Microsoft CEO Satya Nadella apologises for gender pay gap comments
Microsoft head Satya Nadella has apologised following his comments on the gender pay gap
Microsoft CEO Satya Nadella has backtracked on comments he made regarding female workers asking their employers for pay rises, claiming his response was simply "inarticulate" and thus misconstrued.
Speaking at an event, Nadella sparked widespread Twitter reaction when he claimed women not asking for a pay rise from their boss would be "good karma," and could mean they're looked on more favourably in the long-term.
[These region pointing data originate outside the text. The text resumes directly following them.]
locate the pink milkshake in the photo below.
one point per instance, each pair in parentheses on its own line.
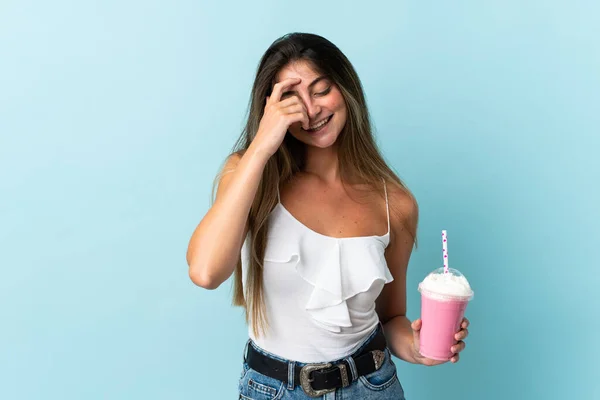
(444,298)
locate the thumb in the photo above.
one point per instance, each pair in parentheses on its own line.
(416,327)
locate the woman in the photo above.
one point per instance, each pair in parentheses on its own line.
(318,231)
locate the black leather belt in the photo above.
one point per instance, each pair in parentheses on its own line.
(321,378)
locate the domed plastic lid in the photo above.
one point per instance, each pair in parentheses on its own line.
(451,285)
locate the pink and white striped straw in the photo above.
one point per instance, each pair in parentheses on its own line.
(445,250)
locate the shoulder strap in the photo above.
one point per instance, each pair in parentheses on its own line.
(387,204)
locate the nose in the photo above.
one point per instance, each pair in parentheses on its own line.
(312,109)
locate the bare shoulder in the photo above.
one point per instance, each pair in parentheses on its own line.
(404,211)
(231,163)
(222,180)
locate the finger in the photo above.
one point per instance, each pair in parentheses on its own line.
(458,347)
(416,324)
(280,86)
(299,108)
(462,334)
(298,117)
(290,101)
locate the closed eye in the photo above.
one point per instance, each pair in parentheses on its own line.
(324,92)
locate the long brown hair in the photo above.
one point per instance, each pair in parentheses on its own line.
(358,154)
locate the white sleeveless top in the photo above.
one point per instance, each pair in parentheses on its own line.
(319,291)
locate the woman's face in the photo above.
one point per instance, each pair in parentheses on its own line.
(324,103)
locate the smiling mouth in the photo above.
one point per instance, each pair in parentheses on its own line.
(320,125)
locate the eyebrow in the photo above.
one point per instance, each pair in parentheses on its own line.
(313,83)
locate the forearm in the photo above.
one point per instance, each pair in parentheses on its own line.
(215,245)
(399,336)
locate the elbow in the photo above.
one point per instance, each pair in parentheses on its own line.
(201,278)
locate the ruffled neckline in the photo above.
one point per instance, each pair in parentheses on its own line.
(336,268)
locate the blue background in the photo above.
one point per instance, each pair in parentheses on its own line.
(116,115)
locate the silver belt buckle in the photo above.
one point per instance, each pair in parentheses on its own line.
(305,381)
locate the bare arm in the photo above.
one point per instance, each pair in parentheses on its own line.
(391,303)
(216,242)
(215,245)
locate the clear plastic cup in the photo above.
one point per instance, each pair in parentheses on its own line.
(444,299)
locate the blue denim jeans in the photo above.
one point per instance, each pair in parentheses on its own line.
(382,384)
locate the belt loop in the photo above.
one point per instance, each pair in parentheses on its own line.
(291,374)
(353,369)
(246,350)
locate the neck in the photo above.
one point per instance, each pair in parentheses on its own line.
(323,163)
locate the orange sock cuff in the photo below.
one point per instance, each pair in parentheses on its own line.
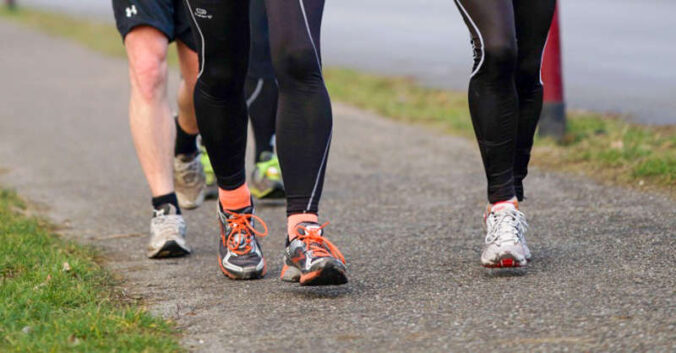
(235,199)
(296,219)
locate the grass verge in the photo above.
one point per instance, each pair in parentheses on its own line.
(602,146)
(55,298)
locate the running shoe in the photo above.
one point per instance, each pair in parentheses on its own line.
(239,254)
(167,234)
(211,191)
(312,259)
(266,180)
(189,180)
(505,244)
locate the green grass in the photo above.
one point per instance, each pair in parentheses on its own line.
(46,307)
(602,146)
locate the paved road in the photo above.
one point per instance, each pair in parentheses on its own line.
(405,204)
(619,54)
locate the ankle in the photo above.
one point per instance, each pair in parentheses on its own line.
(298,218)
(169,198)
(514,201)
(235,199)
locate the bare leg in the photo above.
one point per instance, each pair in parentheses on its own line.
(152,129)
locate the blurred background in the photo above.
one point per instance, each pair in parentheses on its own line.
(618,55)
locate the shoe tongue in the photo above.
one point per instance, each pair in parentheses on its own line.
(500,206)
(309,226)
(165,210)
(245,210)
(265,156)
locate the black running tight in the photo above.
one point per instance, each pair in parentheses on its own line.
(505,90)
(261,85)
(304,120)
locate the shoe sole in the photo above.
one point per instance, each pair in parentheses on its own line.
(329,274)
(506,262)
(168,250)
(246,275)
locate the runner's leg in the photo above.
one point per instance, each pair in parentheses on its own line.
(261,85)
(493,98)
(533,19)
(304,118)
(221,30)
(149,114)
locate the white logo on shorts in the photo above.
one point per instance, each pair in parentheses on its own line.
(131,11)
(202,13)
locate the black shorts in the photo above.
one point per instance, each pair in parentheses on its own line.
(168,16)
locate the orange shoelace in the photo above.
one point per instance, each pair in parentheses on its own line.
(313,241)
(239,223)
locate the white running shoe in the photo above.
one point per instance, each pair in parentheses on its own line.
(189,180)
(505,244)
(167,234)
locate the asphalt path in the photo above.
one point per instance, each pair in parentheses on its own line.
(619,55)
(405,205)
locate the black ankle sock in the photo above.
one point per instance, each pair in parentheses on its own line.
(185,142)
(166,199)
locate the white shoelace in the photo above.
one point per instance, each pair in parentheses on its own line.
(164,224)
(505,225)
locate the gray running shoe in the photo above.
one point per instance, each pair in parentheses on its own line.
(167,234)
(239,254)
(189,180)
(505,240)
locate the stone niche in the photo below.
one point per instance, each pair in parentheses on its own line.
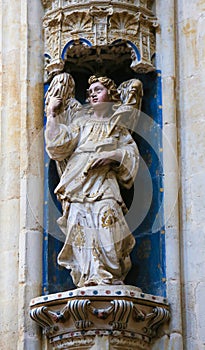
(82,34)
(101,317)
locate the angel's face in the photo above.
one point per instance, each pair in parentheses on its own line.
(98,94)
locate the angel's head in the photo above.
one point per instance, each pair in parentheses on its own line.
(102,89)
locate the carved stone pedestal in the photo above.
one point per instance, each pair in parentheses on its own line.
(101,317)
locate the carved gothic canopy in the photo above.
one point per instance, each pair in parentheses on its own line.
(88,31)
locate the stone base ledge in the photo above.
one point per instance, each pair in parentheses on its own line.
(120,316)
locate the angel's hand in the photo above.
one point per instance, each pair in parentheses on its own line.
(107,158)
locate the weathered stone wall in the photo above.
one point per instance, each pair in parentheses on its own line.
(181,59)
(21,96)
(191,126)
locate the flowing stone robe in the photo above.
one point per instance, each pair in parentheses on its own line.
(98,240)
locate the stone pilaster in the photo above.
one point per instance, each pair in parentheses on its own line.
(21,96)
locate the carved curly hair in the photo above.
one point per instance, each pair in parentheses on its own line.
(109,84)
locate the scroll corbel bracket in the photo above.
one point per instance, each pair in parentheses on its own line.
(155,319)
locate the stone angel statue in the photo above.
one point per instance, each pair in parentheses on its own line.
(96,154)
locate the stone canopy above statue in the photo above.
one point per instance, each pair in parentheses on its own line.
(99,31)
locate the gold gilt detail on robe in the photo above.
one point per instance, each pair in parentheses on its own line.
(96,250)
(109,218)
(78,236)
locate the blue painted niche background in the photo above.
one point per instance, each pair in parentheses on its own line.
(148,255)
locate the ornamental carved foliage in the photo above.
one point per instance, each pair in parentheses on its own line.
(77,23)
(124,23)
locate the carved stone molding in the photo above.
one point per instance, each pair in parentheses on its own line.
(72,25)
(122,316)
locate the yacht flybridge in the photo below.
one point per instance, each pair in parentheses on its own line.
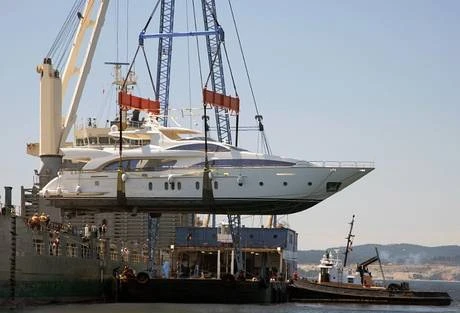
(171,175)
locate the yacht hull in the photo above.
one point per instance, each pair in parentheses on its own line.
(250,191)
(187,205)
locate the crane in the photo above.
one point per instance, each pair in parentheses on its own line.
(214,38)
(54,86)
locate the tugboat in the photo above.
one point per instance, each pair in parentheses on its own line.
(337,283)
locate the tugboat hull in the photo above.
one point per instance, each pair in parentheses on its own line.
(307,291)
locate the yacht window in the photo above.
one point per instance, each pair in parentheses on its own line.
(155,164)
(244,163)
(333,186)
(200,147)
(72,165)
(104,140)
(127,165)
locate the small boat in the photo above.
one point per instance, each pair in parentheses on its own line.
(337,283)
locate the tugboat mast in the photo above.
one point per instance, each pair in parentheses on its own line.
(349,241)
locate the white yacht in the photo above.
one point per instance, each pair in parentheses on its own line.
(176,174)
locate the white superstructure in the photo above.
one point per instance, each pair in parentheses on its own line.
(167,175)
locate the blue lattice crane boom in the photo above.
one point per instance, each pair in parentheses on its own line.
(216,68)
(164,58)
(213,44)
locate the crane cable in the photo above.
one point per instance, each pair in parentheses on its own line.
(63,42)
(258,116)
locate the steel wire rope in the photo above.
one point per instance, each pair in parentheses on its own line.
(57,40)
(258,116)
(69,34)
(188,65)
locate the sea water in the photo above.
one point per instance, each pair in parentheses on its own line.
(453,288)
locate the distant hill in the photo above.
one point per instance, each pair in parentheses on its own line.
(394,253)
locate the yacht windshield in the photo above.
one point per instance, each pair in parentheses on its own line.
(142,165)
(244,163)
(200,147)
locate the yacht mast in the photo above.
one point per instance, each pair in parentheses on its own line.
(349,241)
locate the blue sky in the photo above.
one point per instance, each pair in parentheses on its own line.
(335,80)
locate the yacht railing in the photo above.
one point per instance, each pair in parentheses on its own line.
(354,164)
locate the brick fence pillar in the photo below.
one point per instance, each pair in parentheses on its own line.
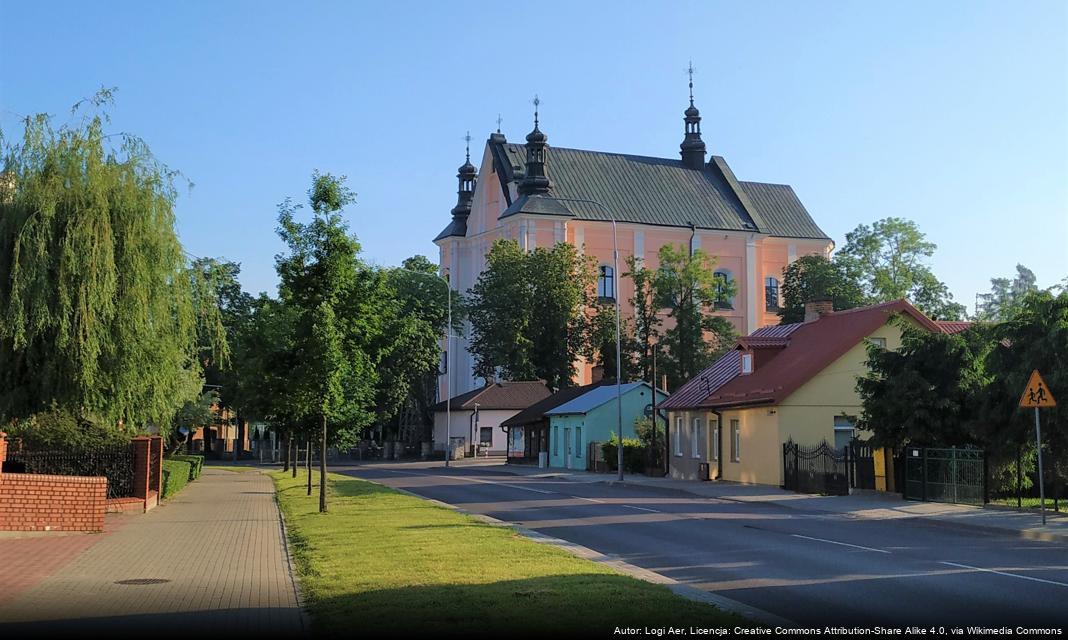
(142,467)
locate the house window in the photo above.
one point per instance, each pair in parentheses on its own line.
(845,430)
(723,279)
(716,441)
(606,282)
(735,441)
(771,294)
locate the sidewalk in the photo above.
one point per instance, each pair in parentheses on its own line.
(868,504)
(211,559)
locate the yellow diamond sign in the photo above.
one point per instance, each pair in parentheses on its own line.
(1037,393)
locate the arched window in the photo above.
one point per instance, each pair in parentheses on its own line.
(606,282)
(771,294)
(723,280)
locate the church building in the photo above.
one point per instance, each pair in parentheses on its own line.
(540,194)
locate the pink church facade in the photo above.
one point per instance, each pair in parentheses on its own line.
(540,196)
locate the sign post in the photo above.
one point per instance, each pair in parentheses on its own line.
(1037,395)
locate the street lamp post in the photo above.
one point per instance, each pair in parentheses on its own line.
(449,357)
(618,355)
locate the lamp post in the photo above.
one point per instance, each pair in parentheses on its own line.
(618,355)
(449,356)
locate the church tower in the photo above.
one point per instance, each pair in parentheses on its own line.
(693,146)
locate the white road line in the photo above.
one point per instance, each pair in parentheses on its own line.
(842,544)
(512,486)
(990,571)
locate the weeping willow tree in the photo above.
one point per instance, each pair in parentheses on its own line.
(100,313)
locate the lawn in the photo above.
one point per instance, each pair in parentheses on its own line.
(387,562)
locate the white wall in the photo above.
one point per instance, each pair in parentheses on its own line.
(461,424)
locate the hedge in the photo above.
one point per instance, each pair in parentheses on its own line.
(633,454)
(195,464)
(175,477)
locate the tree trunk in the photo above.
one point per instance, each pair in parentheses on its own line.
(308,441)
(285,463)
(323,469)
(296,452)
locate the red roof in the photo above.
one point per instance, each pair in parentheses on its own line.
(812,347)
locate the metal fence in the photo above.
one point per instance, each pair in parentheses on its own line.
(952,474)
(115,463)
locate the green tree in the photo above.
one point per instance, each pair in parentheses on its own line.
(687,287)
(1005,296)
(334,297)
(812,277)
(925,392)
(528,312)
(100,312)
(891,260)
(647,321)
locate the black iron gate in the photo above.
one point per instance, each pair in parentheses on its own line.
(819,469)
(945,474)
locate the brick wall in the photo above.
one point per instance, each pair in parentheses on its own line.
(32,502)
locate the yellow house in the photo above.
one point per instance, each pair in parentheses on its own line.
(781,384)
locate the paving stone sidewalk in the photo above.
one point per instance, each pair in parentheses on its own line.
(211,559)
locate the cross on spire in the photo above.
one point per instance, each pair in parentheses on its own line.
(690,71)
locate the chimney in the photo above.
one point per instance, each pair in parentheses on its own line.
(816,308)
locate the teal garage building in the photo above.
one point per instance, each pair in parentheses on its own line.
(593,418)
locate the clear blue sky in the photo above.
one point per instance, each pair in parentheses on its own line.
(954,114)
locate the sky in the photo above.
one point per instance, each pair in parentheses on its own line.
(954,114)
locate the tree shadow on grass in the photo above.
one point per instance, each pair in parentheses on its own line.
(582,604)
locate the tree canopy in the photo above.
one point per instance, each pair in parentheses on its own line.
(101,313)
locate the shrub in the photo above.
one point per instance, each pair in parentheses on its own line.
(176,474)
(195,464)
(633,454)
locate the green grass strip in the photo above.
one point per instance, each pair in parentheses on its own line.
(386,562)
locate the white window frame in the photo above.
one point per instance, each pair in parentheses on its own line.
(716,441)
(735,441)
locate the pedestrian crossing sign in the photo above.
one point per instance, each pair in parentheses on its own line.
(1037,393)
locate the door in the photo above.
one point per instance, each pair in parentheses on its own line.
(567,440)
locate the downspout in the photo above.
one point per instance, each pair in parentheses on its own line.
(719,443)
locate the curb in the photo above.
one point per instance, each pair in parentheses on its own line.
(305,623)
(690,593)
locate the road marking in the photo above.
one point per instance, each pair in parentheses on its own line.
(843,544)
(990,571)
(512,486)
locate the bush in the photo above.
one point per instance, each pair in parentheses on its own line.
(195,464)
(60,430)
(633,454)
(176,474)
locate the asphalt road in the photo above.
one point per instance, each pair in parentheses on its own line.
(809,567)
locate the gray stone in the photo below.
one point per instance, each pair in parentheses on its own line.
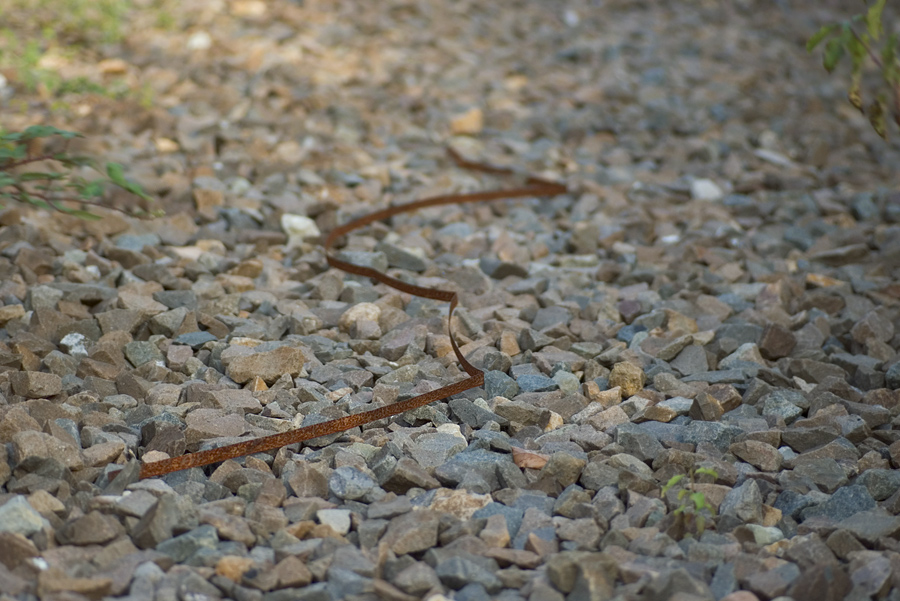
(844,503)
(412,532)
(871,526)
(350,484)
(457,572)
(536,383)
(881,483)
(195,340)
(19,517)
(473,415)
(744,502)
(637,441)
(184,546)
(825,472)
(497,383)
When asked about how women should approach asking for a pay rise, he said: "It's not really about asking for a raise, but knowing and having faith that the system will actually give you the right raises as you go along."
The chief responded to criticism by dubbing his comments an "inarticulate" statement regarding women in the IT industry, and added in a tweet that he believed the gender pay gap needs to be closed.
Later, a full blog post was posted on Microsoft's website clarifying Nadella's intentions behind the comments, appearing as an email to all employees with the subject line, "RE: Empowering Others."
In it, he wrote: "It was great to spend time with so many women passionate about technology. I was honoured to be a part of it and I left the conference energised and inspired.
"Toward the end of the interview, Maria asked me what advice I would offer women who are not comfortable asking for pay raises (sic). I answered that question completely wrong. Without a doubt I wholeheartedly support programs at Microsoft and in the industry that bring more women into technology and close the pay gap.
"I believe men and women should get equal pay for equal work. And when it comes to career advice on getting a raise when you think it's deserved, Maria's advice was the right advice. If you think you deserve a raise, you should ask."
Figures released back in June revealed a growing gender gap in the industry, with women only making up 18 per cent of the IT workforce in the UK, compared to 22 per cent in 2001.